Il massacro è accuratamente incentrato su bambini, operatori sanitari e
giornalisti (…) ovvero i cittadini più vulnerabili tra gli innocenti, chi può
prendersi cura di loro, e chi può denunciare al mondo questo deliberato eccidio
di massa". La guerra a Gaza è una legittima risposta alla strage del 7
ottobre? “Ciò che Hamas ha fatto il 7 ottobre è terribile. Ma per me Israele
sta compiendo un genocidio. Con l'uso sistematico delle bombe a frammentazione
su aree prettamente civili. Lo scopo di questa guerra è uccidere la
cittadinanza palestinese, con il pretesto di colpire Hamas. I cittadini
palestinesi non sono danni collaterali sfortunati di questa guerra, ma sono il
bersaglio principale della guerra. Perché altrimenti Israele sgancerebbe bombe
bunker buster da duemila libbre su case e tendopoli?

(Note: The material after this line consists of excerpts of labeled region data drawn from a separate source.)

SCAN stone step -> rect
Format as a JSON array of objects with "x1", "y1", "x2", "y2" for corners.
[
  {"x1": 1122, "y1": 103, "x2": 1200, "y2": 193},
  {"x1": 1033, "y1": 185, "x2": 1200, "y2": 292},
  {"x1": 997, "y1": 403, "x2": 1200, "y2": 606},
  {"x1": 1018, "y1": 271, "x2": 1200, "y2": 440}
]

Perché concentrare in
maniera sistematica i bombardamenti all'ora della preghiera serale, quando il
cittadino comune è radunato in massa, se non per aumentare l'efficacia letale
indiscriminata di un attacco? Sono stati distrutti il 100% dei musei, scuole,
università, ogni ospedale, sistemi di stoccaggio e distribuzione alimentare,
rete elettrica, impianti di trattamento delle acque reflue, impianti di
purificazione dell'acqua. Tutti obiettivi non militari. Perché negare quasi il
100% dell'assistenza sanitaria e degli aiuti alimentari, tra cui cibi
deperibili e forniture mediche salvavita a una popolazione affamata? Perché
negare l'ingresso o assassinare giornalisti indipendenti se non per coprire
queste atrocità?”.
L'Onu ha denunciato anche la strage degli
operatori umanitari a Gaza: oltre duecento vittime... “Ho visto migliaia di
camion fermi di Oxfam, World Central Kitchen, Croce Rossa, Mezzaluna Rossa,
Unhcr, Care, Feed the Children, e molti altri ancora. Altri trasportavano
patate, verdure, sacchi di farina con il marchio "Un" sul lato,
cisterne d'acqua, altri generi di prima necessità. Questo mentre il Valico di
Rafah era ancora aperto. Ma gli israeliani negavano l'accesso. E quando i
veicoli erano autorizzati, sono stati comunque deliberatamente bersagliati
dall'Idf, come i tre furgoni della World Central Kitchen inseguiti e colpiti da
un drone che ha ucciso i 7 operatori”.
Il sistema sanitario reggerà? “No, perché la
distruzione totale del sistema sanitario è uno degli obiettivi dell'Idf. Non si
doveva chiudere nessun ospedale! Avrebbero potuto occuparli, valutando ogni
eventuale legame con Hamas rispettando la Convenzione di Ginevra. Invece,
scelgono, di bruciare gli ospedali e torturare gli operatori sanitari: ho
assistito personalmente un infermiere colpito ad una gamba in sala operatoria,
arrestato e torturato per 45 giorni”.